Photon gas, recovering state function from empirical result Given that for a photon gas the following is true:
$$U=3pV$$
$$\mu=0$$
I want to recover a state function $U(S,V,N)$ (or $S(U,V,N)$ or $F(T,V,N)$ etc.) in the most direct, simple way. So far I got it by using an extensivity argument to show $p=p(T)$ only, obtaining the relation $p=\alpha T^4$ from Maxwell relations on the free energy and writing (due to extensivity)
$$U=TS-pV \Rightarrow F = -pV = -p(T)V$$
This way seems lengthy, arbitrary and not very enlightening. I'm looking for a more methodical approach, but I'm stuck.
Edit: What I'm essentially looking for is this. Given the two relations:
$$U=3pV$$
$$TS=4pV \Rightarrow U=\frac{3}{4}TS$$
(where the second one is a consequence of extensivity and $\mu=0$), I want to recover $U(S,V)$. Which means essentially expressing $p=p(S,V)$. Starting from 
$$p=-\left(\frac{\partial U}{\partial V}  \right)_S = - \frac{\partial (U,S)}{\partial(V,S)}$$
and manipulating the Jacobians, I want to get $p=p(S,V)$.
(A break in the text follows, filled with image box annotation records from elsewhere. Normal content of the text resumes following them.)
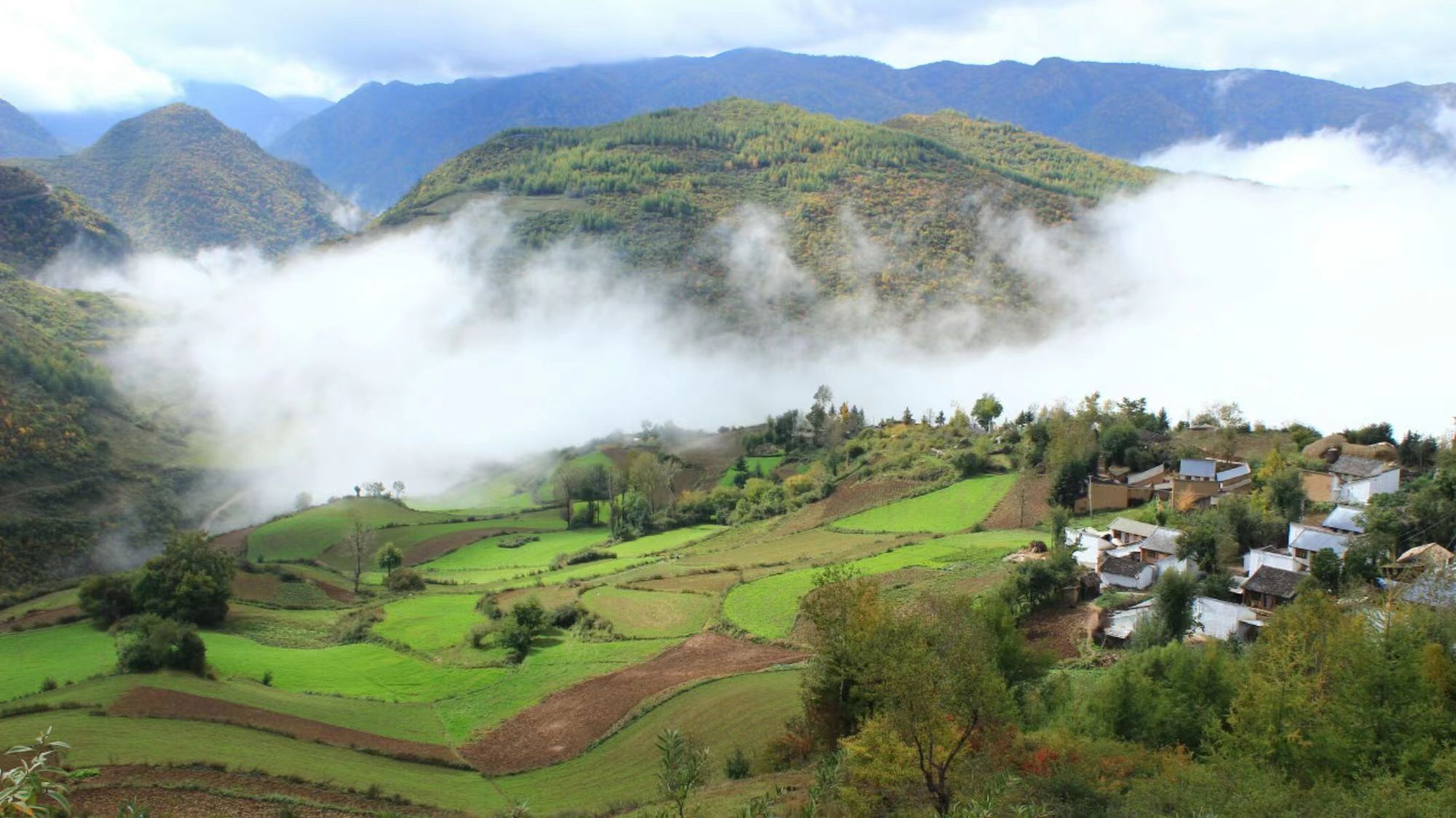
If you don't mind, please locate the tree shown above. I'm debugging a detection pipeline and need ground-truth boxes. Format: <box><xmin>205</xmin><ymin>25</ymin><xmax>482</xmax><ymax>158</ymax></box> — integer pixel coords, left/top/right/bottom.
<box><xmin>379</xmin><ymin>543</ymin><xmax>405</xmax><ymax>579</ymax></box>
<box><xmin>657</xmin><ymin>729</ymin><xmax>709</xmax><ymax>818</ymax></box>
<box><xmin>971</xmin><ymin>392</ymin><xmax>1002</xmax><ymax>429</ymax></box>
<box><xmin>344</xmin><ymin>509</ymin><xmax>374</xmax><ymax>594</ymax></box>
<box><xmin>131</xmin><ymin>531</ymin><xmax>233</xmax><ymax>626</ymax></box>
 A: Perhaps the following would be acceptable: first derive Stefan's law for the energy density $u = \frac{U}{V}$, $u = u(T)$, then use the 2nd of your equations, $U = \frac{3}{4}TS$ to eliminate $T$ and obtain $U = U(S, V)$. 
A thermodynamic derivation of Stefan's law is available in Sec.2.9 of this lecture: "Blackbody radiation". It goes like this:
Take $S = S(V, T)$ into the first law:
$$
dU = TdS - pdV = T \left(\frac{\partial S}{\partial T} \right)_V dT + \left[T\left(\frac{\partial S}{\partial V} \right)_T - p\right]dV
$$
to obtain
$$
\left(\frac{\partial U}{\partial V} \right)_T = T\left(\frac{\partial S}{\partial V} \right)_T - p
$$
Maxwell's relation $\left(\frac{\partial S}{\partial V} \right)_T = \left(\frac{\partial p}{\partial T} \right)_V$ then gives
$$
\left(\frac{\partial U}{\partial V} \right)_T = T\left(\frac{\partial p}{\partial T} \right)_V - p
$$
Now, from $p = p(T)$ and $U = u V = 3 p V$ it follows that $u = u(T)$, $\left(\frac{\partial U}{\partial V} \right)_T = u$, and $\left(\frac{\partial p}{\partial T} \right)_V = \frac{du}{dT}$. Substitute in the equation above and obtain a differential equation for $u(T)$ reading
$$
T \frac{du}{dT} = 4 u 
$$
This is solved to give Stefan's law, 
$$
u(T) = \sigma T^4
$$ 
Then substitute $T = \frac{4}{3}\frac{U}{S}$ and rearrange to obtain 
$$
U = a \left( \frac{S}{V} \right)^{\frac{4}{3}} V
$$
where $ a = \frac{1}{\sigma^{1/3}}\left(\frac{3}{4}\right)^{4/3}$. Finally, from $U = 3pV$, the pressure is 
$$
p = \frac{a}{3} \left( \frac{S}{V} \right)^{\frac{4}{3}}
$$